An assistant headteacher in a Staffordshire school said: “Explained rationale - why it was important we did this to protect their [pupils] learning etc... Count down to the day, explained the consequences clearly including the consequence for not complying. People said it could never work - it did and continues to.”
One teacher said he used a rack of “phone pockets” on the classroom wall, in which pupils deposited their phones at the start of a lesson, while another said parents had signed a “charter”.
Deb Gostling, deputy headteacher in a London secondary, said: “The key is serious support up to the most senior level for confiscation, and a consistent and challenging approach to the route for getting the phone back, involving parents. Needs to be a clear process in behaviour policy if student refuses to hand over.”
The teachers and leaders were responding to a tweet by the DfE’s behaviour tsar, Tom Bennett, who shares the department’s commitment to a phone ban in schools, and who asked if anyone could tell Tes about “examples of schools that serve challenging cohorts that have successfully implemented a phone ban?”.
Can anyone provide Dave with examples of schools that serve challenging cohorts that have successfully implemented a phone ban? https://t.co/ONIO9cYvaq
- Tom Bennett (@tombennett71) June 16, 2021
However, not all respondents said it was possible.
Trevor Craddock said: “Banning phones outright in schools will fail. It’s a dead end. Better to embrace their massive benefits and educate children to use them appropriately.”

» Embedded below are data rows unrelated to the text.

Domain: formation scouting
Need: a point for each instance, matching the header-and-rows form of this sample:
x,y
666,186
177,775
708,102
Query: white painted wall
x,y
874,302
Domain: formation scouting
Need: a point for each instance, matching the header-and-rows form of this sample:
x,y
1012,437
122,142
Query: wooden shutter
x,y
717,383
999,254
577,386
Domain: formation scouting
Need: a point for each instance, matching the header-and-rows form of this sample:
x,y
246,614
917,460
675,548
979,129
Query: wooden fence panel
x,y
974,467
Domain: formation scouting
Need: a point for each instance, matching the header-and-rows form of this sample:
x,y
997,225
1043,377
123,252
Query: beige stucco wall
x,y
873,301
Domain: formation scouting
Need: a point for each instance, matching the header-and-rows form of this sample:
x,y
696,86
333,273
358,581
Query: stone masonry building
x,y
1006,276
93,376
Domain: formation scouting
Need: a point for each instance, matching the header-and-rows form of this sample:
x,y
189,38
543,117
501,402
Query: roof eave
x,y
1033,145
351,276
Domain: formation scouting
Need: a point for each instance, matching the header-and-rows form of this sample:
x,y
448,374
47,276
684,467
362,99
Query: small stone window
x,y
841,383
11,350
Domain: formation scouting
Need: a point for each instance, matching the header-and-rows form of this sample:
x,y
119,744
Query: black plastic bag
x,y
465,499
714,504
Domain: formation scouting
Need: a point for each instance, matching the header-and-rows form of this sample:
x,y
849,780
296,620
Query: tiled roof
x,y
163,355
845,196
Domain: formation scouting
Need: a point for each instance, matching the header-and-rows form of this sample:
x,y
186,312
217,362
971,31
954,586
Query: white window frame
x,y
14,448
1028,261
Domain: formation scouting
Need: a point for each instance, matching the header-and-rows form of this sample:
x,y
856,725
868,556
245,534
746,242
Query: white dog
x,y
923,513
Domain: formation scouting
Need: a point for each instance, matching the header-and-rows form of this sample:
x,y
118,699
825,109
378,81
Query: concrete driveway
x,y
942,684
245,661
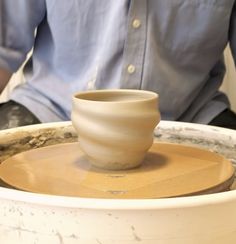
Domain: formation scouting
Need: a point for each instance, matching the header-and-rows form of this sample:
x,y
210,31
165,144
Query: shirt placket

History teacher Lizzie Smith said: “All HW [homework] now on phones - phones quicker than sch WiFi - dyslexic kids using kindle app - I understand the problems but a ban in school won’t stop the worse aspects of phone misuse.”
Meanwhile, schools minister Nick Gibb appeared on GMTV this morning saying he was sending out the message that mobile phones must be banned in the classroom.
He said: “An increasing amount of schools up and down the country are, in fact, banning mobile phones from the school day and we want to find out how they’re doing that in the most effective ways, and then we will revise our guidance to schools based on that evidence.”